DTP’nin Anayasa Mahkemesi tarafından kapatılma ihtimaline karşın, DTPli milletvekilleri istifa dilekçelerini ceplerine koymuşlar ve bunu günler öncesinden basına yansıtmışlardı. Hatta, kapatma kararını protesto etmek amacıyla, sadece DTP milletvekilleri değil, DTP’li il ve ilçe belediye başkanlıklarının da istifa edecekleri kamuoyuna açıklanmıştı.
İstifaların ceplerinde olduğunu söyleyen DTP’den beklenen, hemen istifa etmeleri idi, ancak bu, ne hikmetse (!) gerçekleşmedi. Çünkü, avukatlarının 16 Aralık tarihinde Öcalan ile yapacakları haftalık görüşmeleri vardı. Bu nedenledir ki DTP, son kararlarını 18’i veya en geç 21’inde vereceklerini bildirdiler. Bunun tek nedeni vardı ve o da; 16’sında Öcalan ile yapılacak görüşmenin sonucu idi. Öcalan ne isterse, ne karar verirse o idi.
Apo görüşmede “Devam” dedi ve bugüne gelindi, DTP, BDP bünyesinde siyasi faaliyetlerine devam edeceklerini açıkladı.
Bütün bu olması muhtemel gelişmeleri, öngörü mahiyetinde, 16 Aralık tarihinde kaleme aldığım “DTP’nin Son Kullanılma Tarihi Sona Erdi” başlıklı yazımda ele almış, 18 Aralıkta “Tabanımız Böyle İstedi” başlıklı yazımla da sonuçlandırmıştım.
DTP’nin “Devam” kararını açıklaması, bazı gazete “yazar”larının, televizyon “konuşur”larının gözünü açmış olmalı ki, neredeyse tümü şu ifadelerde bulundular. Dediler ki; “DTP, Apo’nun talimatına uydu.

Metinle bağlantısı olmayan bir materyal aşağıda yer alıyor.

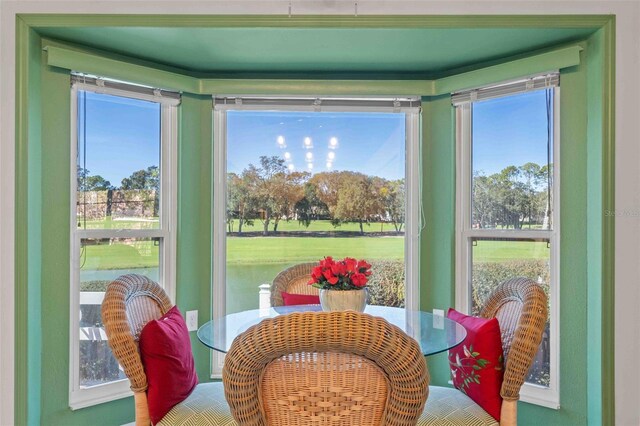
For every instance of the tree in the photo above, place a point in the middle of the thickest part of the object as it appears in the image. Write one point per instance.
(357, 200)
(274, 188)
(145, 180)
(87, 182)
(328, 185)
(310, 207)
(392, 196)
(241, 201)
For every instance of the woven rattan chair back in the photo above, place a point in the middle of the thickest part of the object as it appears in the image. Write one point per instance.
(520, 305)
(130, 302)
(292, 280)
(325, 368)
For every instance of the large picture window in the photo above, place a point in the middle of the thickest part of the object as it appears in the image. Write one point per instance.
(508, 205)
(301, 179)
(121, 216)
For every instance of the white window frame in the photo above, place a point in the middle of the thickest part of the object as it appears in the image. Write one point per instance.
(412, 188)
(80, 398)
(531, 393)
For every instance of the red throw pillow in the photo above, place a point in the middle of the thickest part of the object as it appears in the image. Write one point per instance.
(299, 299)
(165, 349)
(477, 363)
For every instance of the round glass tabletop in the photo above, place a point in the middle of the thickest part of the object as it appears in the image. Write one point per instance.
(434, 333)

Apo’nun, DTP’yi yönettiği, hegemonyası altına aldığı bu kez anlaşıldı. DTP’nin, Apo’suz yapamayacağı, dediğinden çıkmayacağı/çıkamayacağı ortaya çıktı”.
Cümleten GÜNAYDIN…
Siz, bugüne kadar, DTP veya öncesi partililerin, Apo’nun söylemlerinden “farklı” bir söylemi dile getirdiklerini hiç gördünüz mü, duydunuz mu?
Siz, bugüne kadar, Apo’nun söylemlerine “aykırı” bir söyleme hiç rastladınız mı, karşılaştınız mı?

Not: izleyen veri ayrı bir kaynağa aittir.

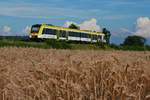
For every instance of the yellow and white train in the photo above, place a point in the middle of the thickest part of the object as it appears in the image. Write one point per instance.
(46, 31)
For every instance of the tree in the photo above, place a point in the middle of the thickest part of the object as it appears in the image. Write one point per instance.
(134, 41)
(107, 35)
(73, 26)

Siz, bugüne kadar, Apo’nun söylemleri “dışında”, herhangi bir başka söyleme hiç şahit oldunuz mu?
Hiç mi?
Peki siz, zaman zaman “Biz de Milli Takım’ın maçlarına gitmek isteriz”, “Şehit cenazelerine katılmak isteriz” gibi ılımlı söylemlerde bulunan Sakık gibi, Tuğluk gibi DTP’li milletvekillerinin Apo’dan fırça yediklerini, “Onlar da kim oluyorlar” diye azar işittiklerini hiç mi duymadınız, okumadınız?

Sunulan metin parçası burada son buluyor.